Alex Session Wrap-Up
WarnAudited by ClawScan on May 10, 2026.
Overview
This wrap-up skill can automatically commit and push workspace changes, including .env files, and uses local API keys and memory without clear approval boundaries.
Review this skill carefully before installing or running it. At minimum, remove .env from the files it stages, run it manually rather than automatically, inspect the git diff before commit/push, and make sure memory files do not contain secrets before they are sent to an external model provider.
Findings (4)
Artifact-based informational review of SKILL.md, metadata, install specs, static scan signals, and capability signals. ClawScan does not execute the skill or run runtime probes.
Private changes or secrets in .env files could be committed and pushed to a remote repository unintentionally.
When invoked, the script automatically stages, commits, and pushes selected workspace files, explicitly including *.env, without showing a diff or requiring user confirmation.
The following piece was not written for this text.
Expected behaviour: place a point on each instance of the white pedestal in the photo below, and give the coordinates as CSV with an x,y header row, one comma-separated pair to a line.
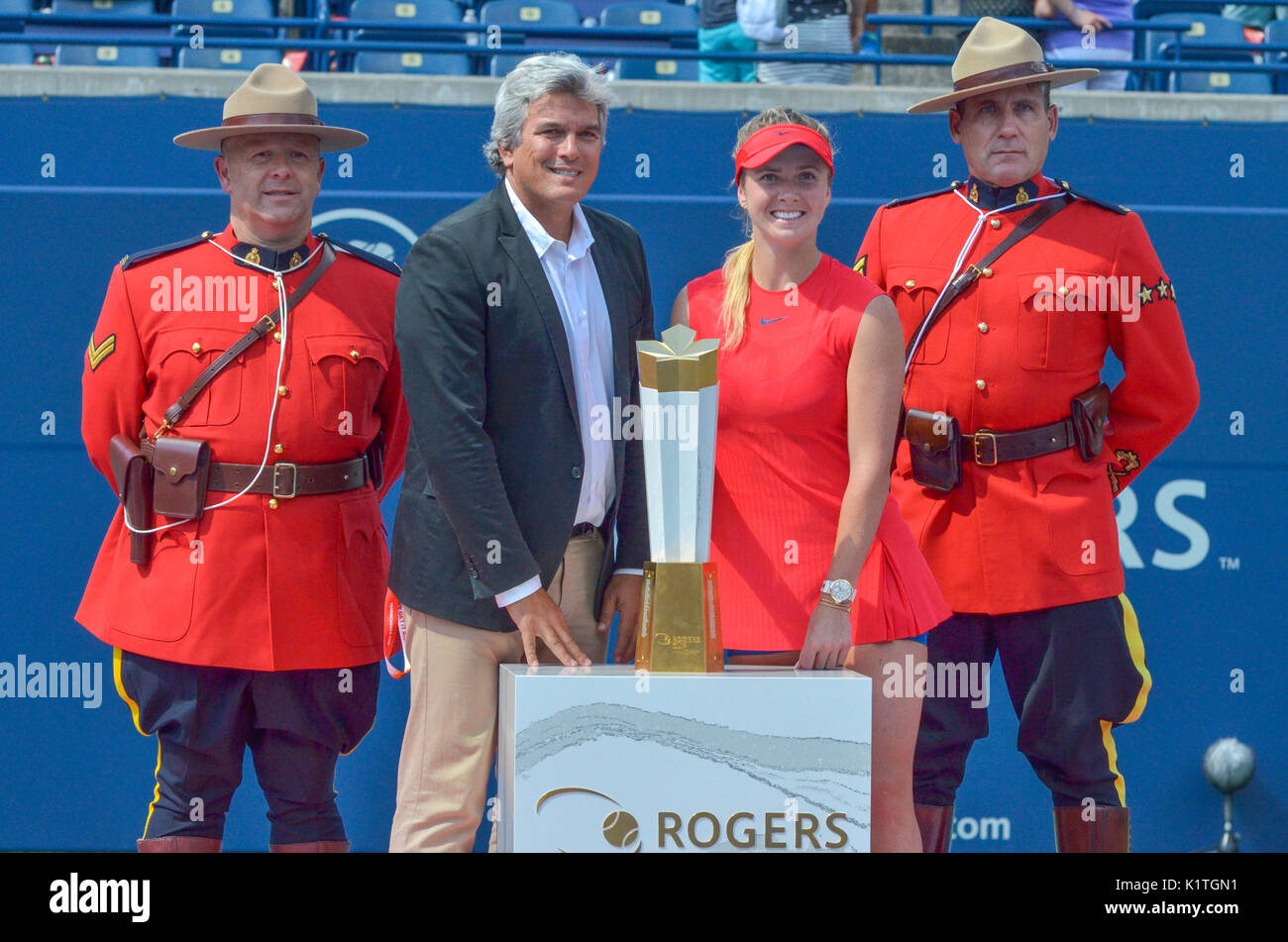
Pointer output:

git add *.md *.txt *.json *.sh *.yaml *.yml *.env ... git commit -m "Auto-wrap-up: $(date -Iseconds)" ... git push origin HEAD
Remove *.env from the add list, require an explicit user approval step after showing git status/diff, and make pushing opt-in rather than automatic.
The skill may use credentials from the local OpenClaw environment in ways users would not expect from the metadata, and those same .env files are also candidates for git staging in the script.
The script loads the local .env file and uses provider API keys, while the registry metadata declares no required env vars or primary credential. The code does not limit loading to only the keys it needs.
source "$WORKSPACE/../.env" ... -H "Authorization: Bearer $OPENAI_API_KEY" ... -H "Authorization: Bearer $OPENROUTER_API_KEY"
Declare the OpenAI/OpenRouter credentials in metadata, read only the specific variables needed, and avoid sourcing or staging broad .env files.
If the .env file contains unexpected commands or is tampered with, running the wrap-up script could execute those commands locally.
Using shell source on a .env file executes any shell syntax present in that file, rather than safely parsing only key-value assignments.
if [[ -f "$WORKSPACE/../.env" ]]; then set -a source "$WORKSPACE/../.env" set +a fi
Replace shell sourcing with safe parsing of specific variables such as OPENAI_API_KEY and OPENROUTER_API_KEY.
Memory entries may contain private session details, and model-generated text saved to memory could influence later work if future sessions trust that memory.
The script reads recent memory entries, sends them to an external model provider when an API key exists, and appends the model response back into the memory file.
LEARNINGS=$(grep -E '^- ' "$MEMORY_FILE" ... | head -20 || true) ... curl ... "https://api.openai.com/v1/chat/completions" ... echo "$PATTERN_RESULT" >> "$MEMORY_FILE"
Review what is stored in memory before running, avoid including secrets in memory entries, and consider requiring confirmation before saving model-generated patterns.